The following topics provide additional information about each type of filter:
When the survivor calculator determines the values to populate in the SBR for a record, you want to eliminate any values that obviously do not represent the best value for the field. These are most likely default values that are used when the actual value of a field is unknown. When a filter is defined for a field and a system object contains an excluded value in that field, the survivor calculator ignores that value and uses a value from a different system record for the survivor calculator. If there is only one system record in the enterprise record and that system record contains an excluded value, the excluded value is used for the SBR since there is no other value to use.
As an example, if you define a SBR filter for FirstName to exclude the value “Baby” and an enterprise record contains two system records, one with a FirstName of “Baby” and one with a FirstName of “Joel”, then the value populated into the SBR is “Joel” regardless of how the survivor calculator is defined. If you have the same filter definition with an enterprise record that contains only one system record and the value of the FirstName is “Baby”, then the value populated into the SBR is “Baby”.

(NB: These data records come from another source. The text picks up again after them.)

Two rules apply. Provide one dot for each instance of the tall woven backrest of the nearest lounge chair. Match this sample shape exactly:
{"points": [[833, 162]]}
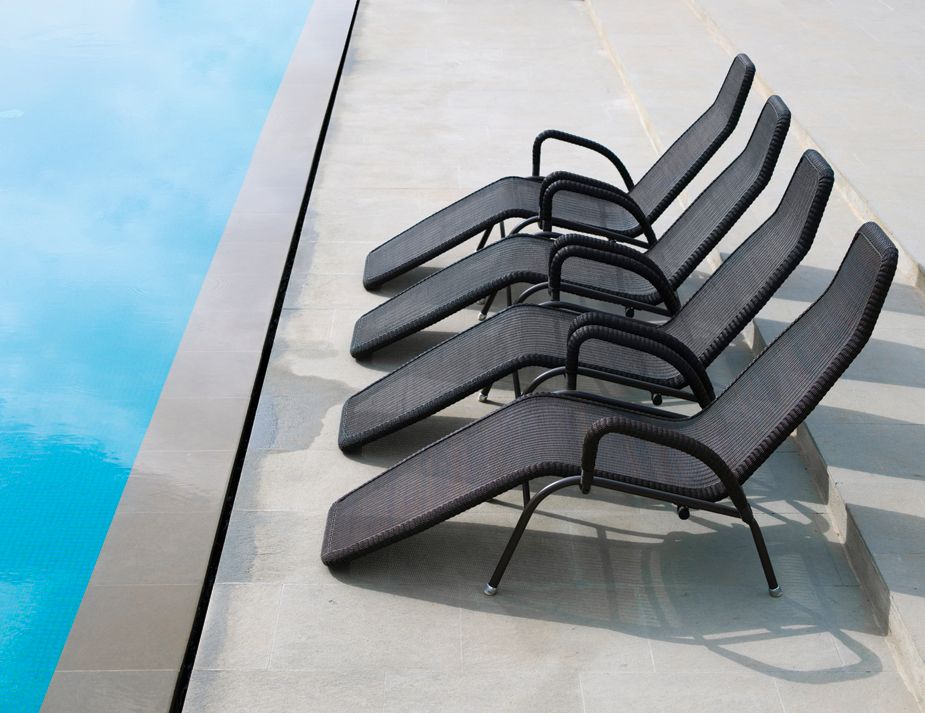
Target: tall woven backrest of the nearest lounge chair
{"points": [[785, 382]]}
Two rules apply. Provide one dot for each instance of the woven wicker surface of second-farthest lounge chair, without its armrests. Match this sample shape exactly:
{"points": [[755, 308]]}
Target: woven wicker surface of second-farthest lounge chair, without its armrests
{"points": [[524, 259]]}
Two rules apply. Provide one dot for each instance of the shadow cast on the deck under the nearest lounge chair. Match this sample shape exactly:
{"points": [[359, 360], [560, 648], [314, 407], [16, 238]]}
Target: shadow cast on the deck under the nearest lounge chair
{"points": [[643, 573]]}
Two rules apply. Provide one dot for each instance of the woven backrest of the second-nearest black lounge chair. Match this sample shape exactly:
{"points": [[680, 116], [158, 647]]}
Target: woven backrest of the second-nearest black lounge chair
{"points": [[743, 284]]}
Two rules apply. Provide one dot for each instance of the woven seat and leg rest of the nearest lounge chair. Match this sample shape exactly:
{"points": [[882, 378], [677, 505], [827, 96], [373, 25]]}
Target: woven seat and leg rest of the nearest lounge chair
{"points": [[537, 435]]}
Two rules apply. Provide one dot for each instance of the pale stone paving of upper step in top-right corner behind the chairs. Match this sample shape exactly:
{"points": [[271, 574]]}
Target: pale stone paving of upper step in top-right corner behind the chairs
{"points": [[852, 69]]}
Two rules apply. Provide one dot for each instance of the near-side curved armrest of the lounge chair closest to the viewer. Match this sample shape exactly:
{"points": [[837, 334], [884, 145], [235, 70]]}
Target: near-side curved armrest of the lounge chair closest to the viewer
{"points": [[647, 430]]}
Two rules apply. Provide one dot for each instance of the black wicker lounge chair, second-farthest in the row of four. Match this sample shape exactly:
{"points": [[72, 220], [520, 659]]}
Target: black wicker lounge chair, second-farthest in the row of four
{"points": [[645, 280]]}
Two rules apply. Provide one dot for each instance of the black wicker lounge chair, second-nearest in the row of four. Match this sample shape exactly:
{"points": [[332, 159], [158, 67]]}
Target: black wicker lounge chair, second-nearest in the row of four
{"points": [[660, 358]]}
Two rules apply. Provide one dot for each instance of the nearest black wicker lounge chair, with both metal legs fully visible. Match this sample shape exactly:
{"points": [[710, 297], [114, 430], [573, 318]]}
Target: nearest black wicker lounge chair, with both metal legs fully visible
{"points": [[693, 463]]}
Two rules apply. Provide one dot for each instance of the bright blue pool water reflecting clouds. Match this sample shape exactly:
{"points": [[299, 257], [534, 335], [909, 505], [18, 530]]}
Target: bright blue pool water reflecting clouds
{"points": [[126, 128]]}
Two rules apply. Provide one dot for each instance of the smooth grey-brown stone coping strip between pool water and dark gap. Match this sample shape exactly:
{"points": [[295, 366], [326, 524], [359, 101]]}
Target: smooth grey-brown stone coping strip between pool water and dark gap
{"points": [[131, 633]]}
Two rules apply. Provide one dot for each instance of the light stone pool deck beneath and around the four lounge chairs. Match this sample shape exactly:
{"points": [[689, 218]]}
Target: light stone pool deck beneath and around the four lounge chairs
{"points": [[611, 603]]}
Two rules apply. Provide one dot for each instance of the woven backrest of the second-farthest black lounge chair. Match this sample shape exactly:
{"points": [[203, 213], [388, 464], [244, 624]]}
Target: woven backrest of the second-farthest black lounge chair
{"points": [[713, 213]]}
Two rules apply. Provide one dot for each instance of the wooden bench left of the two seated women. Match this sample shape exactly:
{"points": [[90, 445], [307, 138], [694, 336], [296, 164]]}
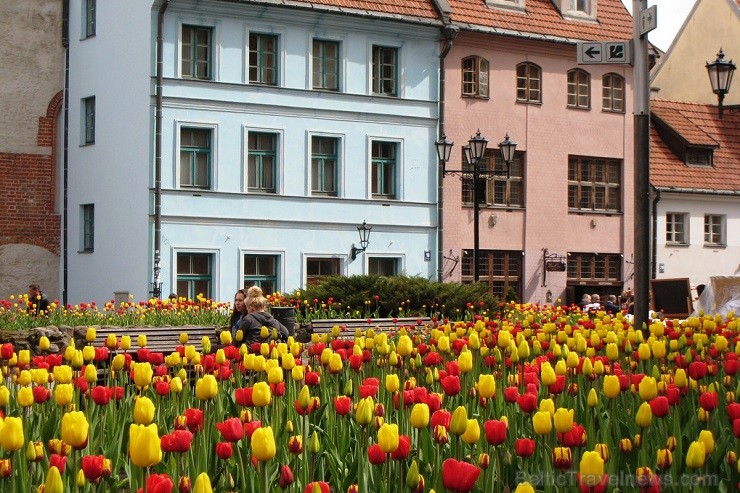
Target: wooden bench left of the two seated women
{"points": [[158, 339]]}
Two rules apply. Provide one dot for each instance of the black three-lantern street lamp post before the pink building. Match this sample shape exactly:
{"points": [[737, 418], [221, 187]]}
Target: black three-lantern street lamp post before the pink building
{"points": [[474, 152]]}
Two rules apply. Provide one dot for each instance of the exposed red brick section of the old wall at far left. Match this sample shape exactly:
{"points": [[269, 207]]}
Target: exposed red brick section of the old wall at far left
{"points": [[28, 191]]}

When a message comes in to the master index application, values from the message are used as criteria for the blocking query used for matching. Several queries are created depending on the number of blocks that are defined. If the incoming message contains common default values, the query could result in an inordinate number of possible matches being returned from the master index database for the match process. You can reduce this overhead by excluding known invalid values from blocking query fields, thereby reducing the number of non-matching query results.
As an example, a blocking filter for the Phone field excludes the value “9999999999” and the blocking query contains a block on the FirstName and Phone fields. If an incoming record contains “9999999999” in the Phone field, the blocking query returns no matching records for that specific block of the query. Note that records containing the excluded value might be returned by other blocks in the query that do not include the Phone field.
When a master index application matches incoming records against records that already exist in the master index database, you want to be sure the composite weights are not artificially inflated due to matching on default values in certain fields. One of the most common problems in matching arises from the SSN (or other national identifier) in person data. This field should be one of the most reliable identifiers of a person since the number is unique to each person and the field is typically required so it should not be null. This means that if the SSN of a person is unknown, the person entering the data must enter some value that is not a valid SSN. Often the numbers “999999999” or “000000000” are used. If an incoming record contains one of these values, the match process returns the full agreement weight for the SSN field against other records containing the default data. We know this match value is meaningless in this case.
You can reduce the number of inaccurate matches and potential matches by defining an exclusion list for specific fields in the match string. When a match filter is defined against a field and an incoming record contains an excluded value, that value is ignored in the match process and does not contribute to the composite match weight.
An exclusion list defines all values to filter out or ignore for a specific field. You can define exclusion lists directly in the filter.xml file or you can create exclusion lists in text files and reference those files from filter.xml. You should create an exclusion list file for each field for which filters are defined, and you might need to create separate files for a field whose excluded values for SBR processing do not match the excluded values for matching or blocking, for example.